2 – Practical application: After the introductory presentation, students develop work assignments and programming projects, individually and together, for the practical application of new concepts, independently and under the guidance of the teacher;

This will be a predominantly practical curricular unit and focused on the development of programming projects.

Learning Results

It is expected that at the end of the course the student will be able to:

1. Demonstrate the basic concepts of Object Oriented Programming (OOP): objects, classes, polymorphism, inheritance;

2. Handle persistent memory structures: access to relational databases using ODBC;

3. Develop applications with network communication and parallelism;

4. Implement and manipulate user interaction interfaces and develop graphics applications in Java Swing/Java FX.

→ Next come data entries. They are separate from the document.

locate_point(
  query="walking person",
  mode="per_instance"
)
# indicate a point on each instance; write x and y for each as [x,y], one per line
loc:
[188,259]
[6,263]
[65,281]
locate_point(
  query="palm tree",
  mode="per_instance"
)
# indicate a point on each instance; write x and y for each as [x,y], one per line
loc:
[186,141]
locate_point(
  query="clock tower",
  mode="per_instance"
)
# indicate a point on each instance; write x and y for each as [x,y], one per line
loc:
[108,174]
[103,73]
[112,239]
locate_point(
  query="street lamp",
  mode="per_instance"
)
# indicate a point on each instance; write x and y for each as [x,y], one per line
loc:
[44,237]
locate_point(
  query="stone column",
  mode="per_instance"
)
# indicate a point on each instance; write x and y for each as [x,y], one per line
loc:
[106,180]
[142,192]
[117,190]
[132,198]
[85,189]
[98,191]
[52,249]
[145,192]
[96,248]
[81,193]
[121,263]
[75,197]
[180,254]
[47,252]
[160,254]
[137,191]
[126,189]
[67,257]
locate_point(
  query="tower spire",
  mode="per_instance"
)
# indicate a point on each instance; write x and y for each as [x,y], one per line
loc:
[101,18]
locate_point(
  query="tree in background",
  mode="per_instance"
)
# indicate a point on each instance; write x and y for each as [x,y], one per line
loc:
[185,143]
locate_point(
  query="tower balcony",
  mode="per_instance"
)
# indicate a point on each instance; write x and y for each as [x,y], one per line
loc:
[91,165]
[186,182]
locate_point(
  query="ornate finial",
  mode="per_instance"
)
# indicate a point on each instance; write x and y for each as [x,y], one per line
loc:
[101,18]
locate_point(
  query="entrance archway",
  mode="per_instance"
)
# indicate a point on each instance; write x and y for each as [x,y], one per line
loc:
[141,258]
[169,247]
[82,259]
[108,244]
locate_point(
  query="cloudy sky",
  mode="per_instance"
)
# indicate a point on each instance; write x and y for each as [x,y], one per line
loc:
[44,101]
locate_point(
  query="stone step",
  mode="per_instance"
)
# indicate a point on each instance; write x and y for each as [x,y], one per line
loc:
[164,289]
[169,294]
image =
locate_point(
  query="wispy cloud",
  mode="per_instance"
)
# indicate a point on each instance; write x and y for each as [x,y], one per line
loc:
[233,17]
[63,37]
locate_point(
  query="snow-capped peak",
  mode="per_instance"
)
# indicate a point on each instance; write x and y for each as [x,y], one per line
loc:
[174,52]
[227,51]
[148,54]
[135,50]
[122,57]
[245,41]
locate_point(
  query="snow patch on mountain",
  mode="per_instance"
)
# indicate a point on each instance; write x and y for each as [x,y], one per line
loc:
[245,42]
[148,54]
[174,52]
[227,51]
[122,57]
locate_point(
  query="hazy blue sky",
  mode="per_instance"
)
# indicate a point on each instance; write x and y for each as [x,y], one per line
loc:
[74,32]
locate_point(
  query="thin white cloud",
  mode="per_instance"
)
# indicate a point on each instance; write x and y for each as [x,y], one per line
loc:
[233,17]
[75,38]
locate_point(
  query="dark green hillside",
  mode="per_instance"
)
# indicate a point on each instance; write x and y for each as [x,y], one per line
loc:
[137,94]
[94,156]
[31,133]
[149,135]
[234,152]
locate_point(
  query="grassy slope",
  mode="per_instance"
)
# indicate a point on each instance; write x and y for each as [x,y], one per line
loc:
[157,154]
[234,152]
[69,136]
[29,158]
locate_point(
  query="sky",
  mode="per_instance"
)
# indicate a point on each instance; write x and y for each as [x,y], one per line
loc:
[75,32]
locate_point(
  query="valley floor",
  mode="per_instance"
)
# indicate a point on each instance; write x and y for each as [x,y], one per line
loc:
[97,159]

5. Design and implement applications using the Java language.

Program

1. Support elements for Java application development: Code management (Packages); Code Documentation (JavaDoc); Java Archives (JAR); Java Conventions; Formatting numbers, dates and calendars; Regular Expressions; Universal access to resources / files; Task scheduling; Print; Calls to the operating system;

2. Debugging and logging;

3. Access and manipulation of relational databases through ODBC and JDBC;

4. Concurring systems; Thread synchronization;

5. Network programming; communication through sockets; client-server architecture;

6. Graphical interfaces (Java Swing, Java FX and AWT); Components; Positioning Managers; Event processors; Interface Formatting;

7. Application development using MVC (Model, View, Controller).

Curricular Unit Teachers

Grading Methods

Final evaluation
  • - an individual project with presentation (70%). - 70.0%
  • - an individual written test (30%) - 30.0%
Periodic Evaluation
  • - three individual practical assignments (with weights of 20%, 25% and 25%) - 70.0%
  • - a final group project, with presentation (30%); - 30.0%

Internship(s)

NAO

Bibliography

Flanagan, D. , & Evans, B. (2019). Java in a nutshell: A desktop quick reference. (7th ed.). O’Reilly.

Jesus, C. (2013). Curso prático de java. FCA.

Martins, F.M. (2017). Java 8: POO + construções funcionais. FCA.  

Martins, F.M. (2014). Projectos de POO em java. FCA.

Urma, R., Fusco, M., & Mycroft, A. (2018). Modern java in action – Lambdas, streams, functional and reactive programming. Manning.